How, then, did water treatment become the norm? Because the outdoor recreation community is far whiter, wealthier, and better educated than the U.S. population at large, it’s an interesting case study in how misinformation propagates through privileged communities. Asking two friends with different recreation backgrounds about their habits suggests educational programs play a significant role. “I’ve always been taught it’s good practice to keep yourself from getting sick,” says Brooke Warren, a mountain biker, skier, and rock climber based in Colorado, who typically treats her water.

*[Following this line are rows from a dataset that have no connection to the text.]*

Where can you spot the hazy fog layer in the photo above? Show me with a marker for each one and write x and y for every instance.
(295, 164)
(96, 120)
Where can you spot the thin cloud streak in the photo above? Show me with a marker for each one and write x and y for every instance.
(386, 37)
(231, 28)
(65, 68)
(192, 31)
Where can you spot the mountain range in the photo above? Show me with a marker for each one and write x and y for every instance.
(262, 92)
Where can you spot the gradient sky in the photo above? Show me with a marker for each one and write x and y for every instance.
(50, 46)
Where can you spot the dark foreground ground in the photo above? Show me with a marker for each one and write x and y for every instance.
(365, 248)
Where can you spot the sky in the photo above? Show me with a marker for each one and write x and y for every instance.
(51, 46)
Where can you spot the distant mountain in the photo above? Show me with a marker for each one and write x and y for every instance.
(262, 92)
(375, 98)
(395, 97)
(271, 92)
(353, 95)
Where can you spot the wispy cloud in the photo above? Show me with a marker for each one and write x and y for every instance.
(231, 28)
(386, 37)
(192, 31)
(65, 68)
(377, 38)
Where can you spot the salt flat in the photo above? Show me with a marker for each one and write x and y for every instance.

Patrick Fink, a medical student and former mountaineering instructor for an industry-leading outdoors school, said concerns about liability may be at play, too. “While we conservatively taught our students to purify all water regardless of source, I found that many fellow guides opted not to purify their water, instead choosing selectively among water sources and drinking from them directly.” (Full disclosure: I’ve also been drinking unfiltered water in the backcountry without incident for a decade, which may have biased my perspective.)

Professional conservatism from outdoor educators can be likely traced back to a 1976 account of a giardiasis outbreak among campers in Utah implicating waterborne transmission. But four decades later, an evolving understanding of waterborne disease pathology implicates a different, more humiliating culprit for even this canonical incident: Lax hygiene standards while out of doors. “The attack rate, temporal clustering, lack of disease in other groups using the same area, and inability to isolate cysts from the implicated water all speak against waterborne disease,” writes Dr. Thomas Welch in a 2004 editorial for the journal Wilderness & Environmental Medicine, concluding that instead, details “point compellingly to hand-to-mouth transmission.” Put more simply: The afflicted campers failed to properly wash their hands after using the bathroom.

This unappetizing anecdote suggests that when it comes to water filtration, foundational knowledge is something closer to foundational myth. Of course, even if the current absence of evidence were widely discussed, it’s likely many outdoors enthusiasts would continue to treat their water out of an abundance of caution. As a personal choice that’s fine, perhaps even commendable. But life is triage, a constant series of negotiations between risks of varying severity. And how we talk about those risks matters. If the real danger comes from eating after a trip to the cathole, then that’s the point that should be emphasized—not an unsubstantiated view of all water in the mountains as suspect. In all likelihood, it’s not the water that’s gross. It’s you.